Heart To Heart Thoughts From Inside My Chronic Life

  • bedvsout-selfie

    The look changes. The diseases do not. On the left, in my natural habitat. On the right, after spending energy to “clean up”. Oh, and sunglasses hide a lot. 😉

    Rheumatoid Arthritis is one of 100+ types of arthritis.

  • But it’s also not “arthritis”, as I knew it pre-diagnosis.
  • Yes, it’s joint inflammation, immobility, and deformity.
  • But it is not cartilage degeneration, like osteoarthritis.
  • Which is common starting in middle age.
  • RA is an autoimmune disease.
  • This means my body is attacking itself.
  • Specifically, the lining of my joints.
  • RA can be systemic, which means it shows itself well beyond the joints.
  • My eyes, lungs, heart, and autonomic functions are all impacted.
  • And RA affects people in every age group.
  • Including over 300,000 kids in the US.
  • I’m always in pain.
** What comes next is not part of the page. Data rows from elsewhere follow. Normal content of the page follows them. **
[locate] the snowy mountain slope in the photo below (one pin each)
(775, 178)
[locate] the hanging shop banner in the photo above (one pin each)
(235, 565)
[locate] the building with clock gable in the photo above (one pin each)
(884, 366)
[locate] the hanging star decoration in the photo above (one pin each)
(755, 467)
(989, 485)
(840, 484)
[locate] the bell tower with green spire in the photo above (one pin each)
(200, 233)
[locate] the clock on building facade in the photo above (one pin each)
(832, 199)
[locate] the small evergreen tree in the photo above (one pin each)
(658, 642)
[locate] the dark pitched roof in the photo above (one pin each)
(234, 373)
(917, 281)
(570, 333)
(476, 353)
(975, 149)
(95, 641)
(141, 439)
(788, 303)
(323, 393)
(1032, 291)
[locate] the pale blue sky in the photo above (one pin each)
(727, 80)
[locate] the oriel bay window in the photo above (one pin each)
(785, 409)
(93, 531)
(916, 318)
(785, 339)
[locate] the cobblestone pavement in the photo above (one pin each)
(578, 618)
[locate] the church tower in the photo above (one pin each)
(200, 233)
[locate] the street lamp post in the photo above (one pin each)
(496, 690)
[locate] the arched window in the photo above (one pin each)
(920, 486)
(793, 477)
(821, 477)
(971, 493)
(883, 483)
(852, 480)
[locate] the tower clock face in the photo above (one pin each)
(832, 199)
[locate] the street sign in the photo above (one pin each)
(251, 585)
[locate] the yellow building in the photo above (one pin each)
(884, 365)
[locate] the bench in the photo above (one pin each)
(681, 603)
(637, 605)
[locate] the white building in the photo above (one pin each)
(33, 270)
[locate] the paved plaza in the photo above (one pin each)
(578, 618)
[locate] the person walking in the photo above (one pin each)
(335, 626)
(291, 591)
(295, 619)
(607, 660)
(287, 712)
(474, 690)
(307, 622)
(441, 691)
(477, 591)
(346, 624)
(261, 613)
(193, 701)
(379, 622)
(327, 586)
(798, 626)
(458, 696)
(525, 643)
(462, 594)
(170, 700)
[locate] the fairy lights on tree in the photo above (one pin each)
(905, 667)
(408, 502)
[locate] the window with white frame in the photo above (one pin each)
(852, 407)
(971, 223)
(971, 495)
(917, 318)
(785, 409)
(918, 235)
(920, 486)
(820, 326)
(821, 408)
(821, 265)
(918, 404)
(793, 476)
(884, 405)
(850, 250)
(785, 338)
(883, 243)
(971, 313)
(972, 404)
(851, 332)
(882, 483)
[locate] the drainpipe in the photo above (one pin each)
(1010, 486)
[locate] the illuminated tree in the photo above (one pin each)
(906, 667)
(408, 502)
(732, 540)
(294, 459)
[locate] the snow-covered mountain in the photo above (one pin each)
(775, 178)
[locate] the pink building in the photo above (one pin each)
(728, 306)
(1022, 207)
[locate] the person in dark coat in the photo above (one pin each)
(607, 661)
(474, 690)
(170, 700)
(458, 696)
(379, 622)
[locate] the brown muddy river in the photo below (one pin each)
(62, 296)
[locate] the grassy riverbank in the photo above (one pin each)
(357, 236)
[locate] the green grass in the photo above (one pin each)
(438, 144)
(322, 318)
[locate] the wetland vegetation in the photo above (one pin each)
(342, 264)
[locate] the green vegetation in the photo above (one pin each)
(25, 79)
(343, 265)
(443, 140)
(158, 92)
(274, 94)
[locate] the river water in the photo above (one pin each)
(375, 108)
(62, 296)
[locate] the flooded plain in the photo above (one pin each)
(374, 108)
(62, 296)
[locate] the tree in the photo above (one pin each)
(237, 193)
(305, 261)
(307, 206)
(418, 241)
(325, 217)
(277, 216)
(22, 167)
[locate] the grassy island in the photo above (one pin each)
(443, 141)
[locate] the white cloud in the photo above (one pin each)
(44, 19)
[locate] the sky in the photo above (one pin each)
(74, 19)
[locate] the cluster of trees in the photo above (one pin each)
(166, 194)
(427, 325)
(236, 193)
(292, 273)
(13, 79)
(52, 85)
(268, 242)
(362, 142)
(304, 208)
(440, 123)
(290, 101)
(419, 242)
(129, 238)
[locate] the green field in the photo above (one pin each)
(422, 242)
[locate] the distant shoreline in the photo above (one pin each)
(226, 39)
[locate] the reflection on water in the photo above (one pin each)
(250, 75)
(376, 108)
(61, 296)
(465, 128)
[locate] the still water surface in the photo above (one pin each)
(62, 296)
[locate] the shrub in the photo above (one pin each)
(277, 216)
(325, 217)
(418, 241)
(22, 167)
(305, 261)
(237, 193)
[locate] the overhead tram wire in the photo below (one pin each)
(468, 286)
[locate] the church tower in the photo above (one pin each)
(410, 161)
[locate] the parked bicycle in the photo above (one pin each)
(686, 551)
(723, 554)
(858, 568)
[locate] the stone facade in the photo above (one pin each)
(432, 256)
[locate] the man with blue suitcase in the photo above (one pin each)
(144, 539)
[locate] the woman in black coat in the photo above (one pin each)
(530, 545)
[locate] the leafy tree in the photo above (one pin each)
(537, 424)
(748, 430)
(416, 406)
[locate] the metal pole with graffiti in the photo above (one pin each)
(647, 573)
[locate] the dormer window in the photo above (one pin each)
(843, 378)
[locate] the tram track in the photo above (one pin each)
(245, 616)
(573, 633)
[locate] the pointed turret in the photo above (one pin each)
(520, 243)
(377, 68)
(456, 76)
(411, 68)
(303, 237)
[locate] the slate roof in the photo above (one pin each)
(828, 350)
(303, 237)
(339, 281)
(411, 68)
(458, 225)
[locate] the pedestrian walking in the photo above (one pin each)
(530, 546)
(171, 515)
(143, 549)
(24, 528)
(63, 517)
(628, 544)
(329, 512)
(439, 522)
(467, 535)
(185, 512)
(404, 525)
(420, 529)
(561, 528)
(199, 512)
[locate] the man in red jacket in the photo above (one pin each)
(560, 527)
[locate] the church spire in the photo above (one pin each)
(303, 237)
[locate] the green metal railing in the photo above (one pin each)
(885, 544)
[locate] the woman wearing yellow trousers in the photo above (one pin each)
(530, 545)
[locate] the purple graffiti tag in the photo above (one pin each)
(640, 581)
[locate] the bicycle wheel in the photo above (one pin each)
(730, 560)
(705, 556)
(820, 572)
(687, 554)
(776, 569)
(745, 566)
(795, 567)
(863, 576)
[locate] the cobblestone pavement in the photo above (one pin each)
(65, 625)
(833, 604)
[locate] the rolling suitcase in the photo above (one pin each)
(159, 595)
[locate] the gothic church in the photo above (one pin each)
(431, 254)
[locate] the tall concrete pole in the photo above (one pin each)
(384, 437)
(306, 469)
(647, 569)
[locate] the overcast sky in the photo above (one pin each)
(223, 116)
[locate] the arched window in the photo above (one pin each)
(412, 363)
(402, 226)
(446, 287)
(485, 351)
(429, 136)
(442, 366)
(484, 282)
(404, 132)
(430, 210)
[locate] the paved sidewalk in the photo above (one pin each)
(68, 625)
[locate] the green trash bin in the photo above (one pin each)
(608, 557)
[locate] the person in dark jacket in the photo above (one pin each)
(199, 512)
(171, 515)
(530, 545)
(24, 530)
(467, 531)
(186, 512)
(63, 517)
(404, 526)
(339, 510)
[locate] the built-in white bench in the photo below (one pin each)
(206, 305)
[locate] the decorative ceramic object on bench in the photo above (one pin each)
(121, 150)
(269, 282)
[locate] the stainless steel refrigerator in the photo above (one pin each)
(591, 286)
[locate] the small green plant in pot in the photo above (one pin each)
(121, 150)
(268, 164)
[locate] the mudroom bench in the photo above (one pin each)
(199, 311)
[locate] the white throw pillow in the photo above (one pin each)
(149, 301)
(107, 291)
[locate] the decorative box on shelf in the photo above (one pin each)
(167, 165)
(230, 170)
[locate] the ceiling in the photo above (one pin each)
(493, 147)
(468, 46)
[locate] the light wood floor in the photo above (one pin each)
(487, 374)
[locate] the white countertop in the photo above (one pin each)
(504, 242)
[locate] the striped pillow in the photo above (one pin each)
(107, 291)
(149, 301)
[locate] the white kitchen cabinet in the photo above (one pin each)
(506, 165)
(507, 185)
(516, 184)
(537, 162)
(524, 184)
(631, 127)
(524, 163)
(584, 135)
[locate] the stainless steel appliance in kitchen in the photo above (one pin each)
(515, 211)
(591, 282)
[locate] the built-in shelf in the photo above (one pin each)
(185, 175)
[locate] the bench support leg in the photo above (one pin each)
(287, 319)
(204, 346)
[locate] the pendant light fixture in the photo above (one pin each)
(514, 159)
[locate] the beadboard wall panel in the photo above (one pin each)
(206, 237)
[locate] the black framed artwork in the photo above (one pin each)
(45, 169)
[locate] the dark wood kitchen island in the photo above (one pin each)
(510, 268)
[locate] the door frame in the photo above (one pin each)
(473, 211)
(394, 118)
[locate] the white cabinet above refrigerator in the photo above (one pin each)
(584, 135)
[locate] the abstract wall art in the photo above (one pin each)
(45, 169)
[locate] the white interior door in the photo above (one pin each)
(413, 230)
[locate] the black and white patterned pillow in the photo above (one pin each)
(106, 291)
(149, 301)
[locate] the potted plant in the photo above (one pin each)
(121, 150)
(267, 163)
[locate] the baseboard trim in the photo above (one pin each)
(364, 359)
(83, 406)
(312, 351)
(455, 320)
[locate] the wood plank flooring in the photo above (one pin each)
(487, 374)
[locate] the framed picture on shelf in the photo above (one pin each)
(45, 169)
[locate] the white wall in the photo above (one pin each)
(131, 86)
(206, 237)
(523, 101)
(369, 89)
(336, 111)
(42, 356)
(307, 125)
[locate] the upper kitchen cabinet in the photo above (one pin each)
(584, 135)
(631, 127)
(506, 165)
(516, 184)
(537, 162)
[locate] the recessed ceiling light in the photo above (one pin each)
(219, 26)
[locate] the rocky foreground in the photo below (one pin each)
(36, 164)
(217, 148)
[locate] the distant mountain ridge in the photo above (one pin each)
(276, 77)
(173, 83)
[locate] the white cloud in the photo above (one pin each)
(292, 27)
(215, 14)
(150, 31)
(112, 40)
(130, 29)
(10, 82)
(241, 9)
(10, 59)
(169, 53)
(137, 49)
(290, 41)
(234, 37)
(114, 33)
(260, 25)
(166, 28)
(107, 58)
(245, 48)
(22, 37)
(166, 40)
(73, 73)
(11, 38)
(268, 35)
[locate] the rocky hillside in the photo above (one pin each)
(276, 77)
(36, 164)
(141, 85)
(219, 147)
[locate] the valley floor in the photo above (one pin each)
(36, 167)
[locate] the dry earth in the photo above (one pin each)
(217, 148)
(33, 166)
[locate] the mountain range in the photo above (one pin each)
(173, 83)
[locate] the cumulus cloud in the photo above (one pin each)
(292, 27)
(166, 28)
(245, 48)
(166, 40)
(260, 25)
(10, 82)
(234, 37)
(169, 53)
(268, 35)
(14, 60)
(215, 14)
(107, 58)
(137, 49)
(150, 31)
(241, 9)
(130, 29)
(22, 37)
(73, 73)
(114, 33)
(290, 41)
Like, 24/7.
  • But the fatigue, both from RA and fibromyalgia, is sometimes just as hard to handle.
  • My outward appearance generally doesn’t match how I feel.
  • I evaluate every task, every day, to determine whether to perform as normal, perform with modifications, or skip.
  • Yes, this includes showers, which zap my energy.
  • Some days, I can manage a short one in the evening before bed.
  • Some days, I can’t.
  • I contemplate my toothbrush twice a day.
  • Sometimes, I can’t manage the back and forth motion required for my manual brush.
  • Other times, the vibration of my electric toothbrush is unbearable.
  • This constant evaluation is mentally exhausting.
  • Fatigue does not mean “in need of a nap”.
  • It’s limb heaviness.
  • It’s brain fog.
  • It’s like having a bad flu, constantly.
  • At least once a day, I break down in tears because of the pain.
  • Pain keeps me from sleep 3-5 nights a week.
  • Opioids do not take it away.
  • Most days, they dull the pain.
  • And are necessary for me to function at all.
  • I use them in combination with other therapies and treatments.
  • So don’t be surprised if I smell like menthol.
  • It’s just the Bio-Freeze.
  • Medical marijuana is not legal where I live.
  • But it’s on the ballot again.
  • I’m scared that millions of chronic pain patients like me are getting lost.
  • While we debate the serious and separate issue of opioid addiction.
  • I have a permanent disabled parking permit.
  • Which I only use when I need it.
  • I have received angry stares and comments because I don’t “look” sick enough to have one.
  • If you have heard about a treatment, I have tried it.
  • Yes, this includes medications, alternative therapies, diets, protein shakes, vitamins, balms, and yoga.
  • Even if it worked for your mother/sister/uncle/grandpa/spouse/roommate, autoimmune disease affects everyone differently.
  • And though I use some of them, my diseases continue to be mostly unresponsive to treatment.
  • Save the unconditional love and support of my wife and son, a treatment that work wonders.
  • Despite all of these challenges, I try to stay positive, especially online.
  • I share photos of wonderful vacations I take with my wife and son.
  • But I don’t share the activities I skip to rest in bed.
  • Or the number of days I cannot even bear to get out of my pajamas.
  • The same goes for work, entertaining, date nights, soccer matches, and well, everything.
  • Many days, my bed is both my office and my dinner table.
  • And my computer and TV are my views to the outside world.
  • So I often feel apart and alone.
  • If I cancel plans we’ve made, it’s because I’m in really bad shape.
  • It is never because you are not important to me.
  • And it breaks my heart that you might think otherwise.
  • That you might stop inviting, stop calling, stop writing…
  • I want to do everything I could do before I was diagnosed.
  • But I can’t.
  • And resetting my own expectations is the hardest task of all.
  • I often feel guilty saying “no”.
  • I often feel like a failure when I can’t do what others can do.
  • Seven years in, I’m starting to accept that I need a different balance.
  • “No” allows me to be better in control of my chronic life.
  • So my disease no longer controls me.
  • It’s hard, and I’m far from perfect.
  • But no matter what comes, I plan on enjoying the hell out of this crazy, beautiful life.
  • As it is, not as I wish it was.
  • For as long as possible.

Thank you for listening. Namaste.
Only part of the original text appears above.